Joel Greenblatt: The Magic Formula

There are three main lessons that Greenblatt provides about value investing:

  • Value investing works
  • Value investing doesn’t work all the time
  • Point no. 2 is one of the reasons why point no. 1 is true

Investing in good businesses that are cheaply priced will outperform the market over the longer term. This value edge doesn't go away because the underperformance period can be long and severe enough to discourage investors from sticking to the approach. 
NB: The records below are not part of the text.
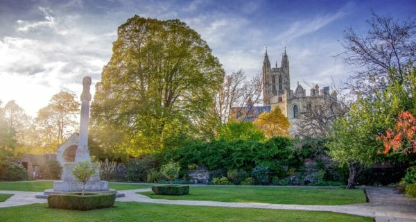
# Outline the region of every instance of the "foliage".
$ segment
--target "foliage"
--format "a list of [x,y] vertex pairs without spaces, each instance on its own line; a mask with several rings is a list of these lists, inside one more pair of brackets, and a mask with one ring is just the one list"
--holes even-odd
[[383,153],[388,153],[390,150],[406,154],[416,153],[416,118],[410,111],[400,113],[395,129],[389,128],[385,135],[381,135],[377,139],[383,141]]
[[158,185],[153,186],[152,191],[155,195],[180,196],[189,194],[189,185]]
[[416,183],[416,166],[408,169],[404,178],[403,178],[403,182],[406,184]]
[[146,176],[146,182],[157,182],[162,176],[162,173],[155,170],[150,171]]
[[172,180],[175,179],[179,176],[180,169],[180,166],[179,166],[178,163],[171,162],[166,165],[162,166],[160,172],[171,180],[171,186]]
[[155,156],[151,155],[132,159],[127,163],[125,178],[128,181],[144,182],[146,180],[147,173],[156,170],[157,164]]
[[[216,171],[211,178],[227,176],[227,169],[251,171],[257,165],[269,166],[280,172],[282,166],[294,164],[295,157],[291,155],[288,138],[275,137],[264,143],[254,141],[224,140],[205,142],[189,141],[185,146],[162,154],[162,162],[173,160],[187,169],[190,164],[198,163],[210,171]],[[212,174],[212,173],[211,173]]]
[[207,42],[178,19],[137,15],[117,33],[92,104],[100,146],[137,157],[199,135],[225,74]]
[[[394,81],[404,82],[408,62],[416,60],[416,22],[412,18],[399,22],[391,16],[373,13],[367,22],[365,36],[352,28],[344,32],[345,51],[340,55],[347,63],[359,67],[350,78],[349,88],[372,96]],[[391,72],[392,69],[397,71]]]
[[85,192],[85,185],[87,182],[96,173],[98,162],[90,162],[89,161],[81,161],[76,163],[69,171],[73,176],[83,183],[83,196]]
[[416,198],[416,183],[406,184],[404,186],[404,193],[413,198]]
[[250,121],[230,119],[218,129],[218,139],[226,142],[238,140],[261,142],[265,139],[264,134]]
[[253,184],[253,178],[247,178],[244,180],[241,181],[241,182],[240,184],[241,185],[245,185],[245,186],[251,185]]
[[49,160],[40,168],[43,179],[58,180],[60,178],[62,167],[58,161]]
[[31,144],[35,148],[33,152],[54,153],[78,128],[76,114],[80,103],[75,98],[73,94],[60,91],[52,96],[48,105],[39,110],[31,129],[37,133]]
[[252,170],[254,182],[259,185],[268,185],[270,181],[270,171],[268,166],[256,166]]
[[69,193],[48,196],[49,208],[89,210],[111,207],[114,205],[116,194],[94,193]]
[[0,180],[17,181],[27,179],[26,169],[21,164],[8,161],[0,165]]
[[269,112],[261,113],[253,124],[261,130],[267,138],[289,136],[289,120],[283,114],[279,105],[275,105]]
[[101,178],[105,180],[110,180],[114,177],[117,169],[117,162],[110,161],[105,158],[104,161],[100,162],[100,174]]
[[212,184],[216,185],[232,185],[228,179],[223,176],[220,178],[214,178],[212,179]]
Although many managers understand the superiority of value investing, they too face trouble using such an approach because of the shortening time horizons in sustaining unsatisfactory performance. The institutions have become increasingly likely to reclaim investments from below average managers. This means that managers who stick to a value approach tend to lose significant assets at some point. The inability of investors and managers to invest with a long-term horizon establishes the opportunity for time arbitrage. It is an edge in an investing approach that needs the long-term holding commitment periods.


Greenblatt believes the efficient market hypothesis gives an erroneous model of how the market really works. According to him, a more appropriate model is that prices trade around fair value, but broad divergences occur because of large swings in investor sentiments. 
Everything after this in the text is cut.